My father was an engineer who specialized in steelmaking and 

 

visited many countries to handle technology transfers for a rapidly developing Brazil. My mother never went to college but was the most intellectual member of the family. She had taken Greek and Latin in high school, besides French and our native Portuguese. I inherited her love of languages and insatiable curiosity.

Instead of going to college, I decided to take secretarial courses right after high school and advance in my foreign language studies at night. It was easy to find bilingual secretarial jobs and I loved going to the office every day while daydreaming about traveling the world. With two proficiency certificates in English, one day I had a call from an older cousin mentioning an opportunity to work abroad. It was a low-paying position as a Brazilian consular officer in Dallas. I was 28 and more than ready. With zero relatives or acquaintances in the U.S., I landed in Texas alone and ready for adventure. For 9 years I worked my boring consular job during the day and went to college (finally) at night. It took a while but I obtained my B.A. and M.A. degrees in international business.

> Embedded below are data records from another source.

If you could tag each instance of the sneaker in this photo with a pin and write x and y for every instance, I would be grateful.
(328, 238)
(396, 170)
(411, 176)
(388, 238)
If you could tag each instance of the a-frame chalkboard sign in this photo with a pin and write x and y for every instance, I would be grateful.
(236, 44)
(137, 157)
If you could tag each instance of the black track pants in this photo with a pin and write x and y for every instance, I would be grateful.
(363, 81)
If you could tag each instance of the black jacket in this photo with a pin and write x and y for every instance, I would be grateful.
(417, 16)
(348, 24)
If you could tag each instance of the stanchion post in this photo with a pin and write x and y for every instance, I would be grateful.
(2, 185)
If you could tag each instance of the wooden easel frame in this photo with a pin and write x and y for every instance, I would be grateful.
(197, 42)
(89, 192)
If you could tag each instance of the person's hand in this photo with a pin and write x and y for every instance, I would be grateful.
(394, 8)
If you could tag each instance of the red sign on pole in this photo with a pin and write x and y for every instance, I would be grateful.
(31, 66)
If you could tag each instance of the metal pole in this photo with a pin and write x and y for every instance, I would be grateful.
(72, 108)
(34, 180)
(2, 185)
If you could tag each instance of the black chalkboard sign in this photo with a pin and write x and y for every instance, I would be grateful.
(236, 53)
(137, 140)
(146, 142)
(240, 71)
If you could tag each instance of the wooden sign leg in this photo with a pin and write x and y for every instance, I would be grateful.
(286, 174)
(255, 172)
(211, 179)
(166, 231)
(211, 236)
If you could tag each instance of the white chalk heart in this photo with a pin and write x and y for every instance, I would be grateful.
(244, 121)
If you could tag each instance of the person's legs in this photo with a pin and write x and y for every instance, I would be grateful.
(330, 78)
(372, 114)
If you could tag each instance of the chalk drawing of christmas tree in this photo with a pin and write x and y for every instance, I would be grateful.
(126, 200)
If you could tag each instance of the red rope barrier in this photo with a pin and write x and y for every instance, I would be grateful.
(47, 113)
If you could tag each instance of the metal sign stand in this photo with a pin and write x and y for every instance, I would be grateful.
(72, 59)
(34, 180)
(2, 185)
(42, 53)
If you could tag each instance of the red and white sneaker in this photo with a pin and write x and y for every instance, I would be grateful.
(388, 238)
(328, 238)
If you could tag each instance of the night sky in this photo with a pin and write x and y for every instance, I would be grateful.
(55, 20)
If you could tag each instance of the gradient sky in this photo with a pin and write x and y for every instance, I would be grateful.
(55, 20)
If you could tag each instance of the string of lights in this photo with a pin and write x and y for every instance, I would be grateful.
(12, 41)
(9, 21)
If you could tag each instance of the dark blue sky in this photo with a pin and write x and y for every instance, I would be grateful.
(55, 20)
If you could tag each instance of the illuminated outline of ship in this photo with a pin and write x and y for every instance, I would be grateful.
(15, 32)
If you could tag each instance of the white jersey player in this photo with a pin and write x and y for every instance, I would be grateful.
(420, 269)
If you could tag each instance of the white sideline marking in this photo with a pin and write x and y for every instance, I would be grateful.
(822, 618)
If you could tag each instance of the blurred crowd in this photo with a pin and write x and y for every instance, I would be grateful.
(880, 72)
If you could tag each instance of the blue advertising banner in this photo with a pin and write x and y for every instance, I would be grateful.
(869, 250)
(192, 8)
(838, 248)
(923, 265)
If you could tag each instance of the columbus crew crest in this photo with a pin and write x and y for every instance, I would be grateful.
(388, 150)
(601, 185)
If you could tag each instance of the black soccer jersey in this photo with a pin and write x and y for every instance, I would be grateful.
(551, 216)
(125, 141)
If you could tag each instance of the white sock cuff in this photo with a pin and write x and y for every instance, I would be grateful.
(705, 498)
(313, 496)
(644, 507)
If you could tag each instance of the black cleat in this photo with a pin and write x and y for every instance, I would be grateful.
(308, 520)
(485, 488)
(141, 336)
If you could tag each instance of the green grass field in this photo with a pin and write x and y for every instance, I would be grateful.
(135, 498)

I was moonlighting as a translator when I heard about the American Translators Association and its Dallas chapter and everything changed. I will never forget saving for the trip to attend my first ATA annual conference and passing my first certification exam. It was like coming home to a profession I didn’t know existed. I ramped up fast as a freelancer and was stunned one particular month when I realized that I had made in one month the equivalent of what I used to make in one year. Albeit scary at first, freelancing brought me professional freedom and renewed self-esteem. I chaired the ATA Portuguese Division for many years and made great lifelong friends. Adding conference interpreting to my portfolio was a jewel in the crown. Besides the “natural high” of interpreting simultaneously, I gained exposure to brilliant minds and began to travel the world on assignment, just like in my girlhood dreams.

Following three decades in Dallas and new freelance contracts with the State Department and international organizations, I finally acted on my goal of moving somewhere more international. I have been in Washington for 4 years now, where I already had many friends, clients and colleagues. I was not fortunate enough to build a family of my own, so I saved for yet another dream: spending part of every year in my native Brazil. Increasingly comfortable as a digital nomad, I have been interpreting from different home offices and enjoying the family I do have, i.e., nine siblings (yep) and two dozen nephews and nieces, some with their own children, in various geographies.

The new RSI mode of conference interpreting (simultaneously from regional hubs and remote offices) is as rewarding as it is stressful. Working with a trusted client makes the insanity manageable. INGCO provides me with a level of support that I strive to deserve. Thanks, folks!

Another key to success is securing a trusted partner for the virtual booth. Last year I found Paula Ianelli, a dream colleague in São Paulo. We cruised the worst of the pandemic with many instances of panic but many hours of intense skill development. I celebrate each and every one, because RSI demands every ounce of my stamina and emotional control.